Saipan’s very own “yellow submarine” has landed on the cover of an international magazine.
Pacific Subsea Saipan Inc.’s Deepstar was featured in the prestigious Sea Technology magazine for its July issue.
“We’re very proud, we’re very happy that Sea Technology asked us to be featured,” Pacific Subsea Saipan Inc.’s chief executive officer Jack McClure said.
“This particular magazine is a technical journal for people who are in the underwater industry worldwide. Most people who are engaged in that sort of business subscribe to this magazine,” he added.
Although the article focused on the technical aspects of the parts of submarine and that the magazine itself is not one to be read by the ordinary tourist, McClure said Saipan has been enjoying some attention as a result of the feature.
“I have received lots of phone calls and inquiries all over the world regarding the product and regarding what’s going on in Saipan,” McClure said, “There was a lot of interest in what we were doing here, how it was going.”

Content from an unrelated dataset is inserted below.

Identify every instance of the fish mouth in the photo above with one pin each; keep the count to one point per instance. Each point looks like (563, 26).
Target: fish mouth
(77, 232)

McClure said one of the reasons why they were chosen to be on the cover is because “Saipan is kind of an exotic place.”
According to McClure, they were discovered by the magazine after they ordered new cables from their supplier.
“As a result of our company doing an order with one of the suppliers to manufacture some equipment for the submarine, our story was picked up,” McClure said.
“They wanted to write a feature in this magazine about that technique that was used to make those particular items,” he added.
Deepstar, which is one of the very first tourist submarines in world, has been on Saipan since 1991. It is an eco-friendly, fully functioning submersible that uses electricity from batteries to run the thruster motors and propel the submarine.
According to Pacific Subsea, they are the largest marine tour and second most asked for tour on Saipan. Deepstar is able to do eight dives a day with up to 48 passengers each trip.
Pacific Subsea’s consistent compliance with the American Bureau of Shipping and U.S. Coast Guard regulations allows it to continue operating for tourism activities and employ over 40 workers on island.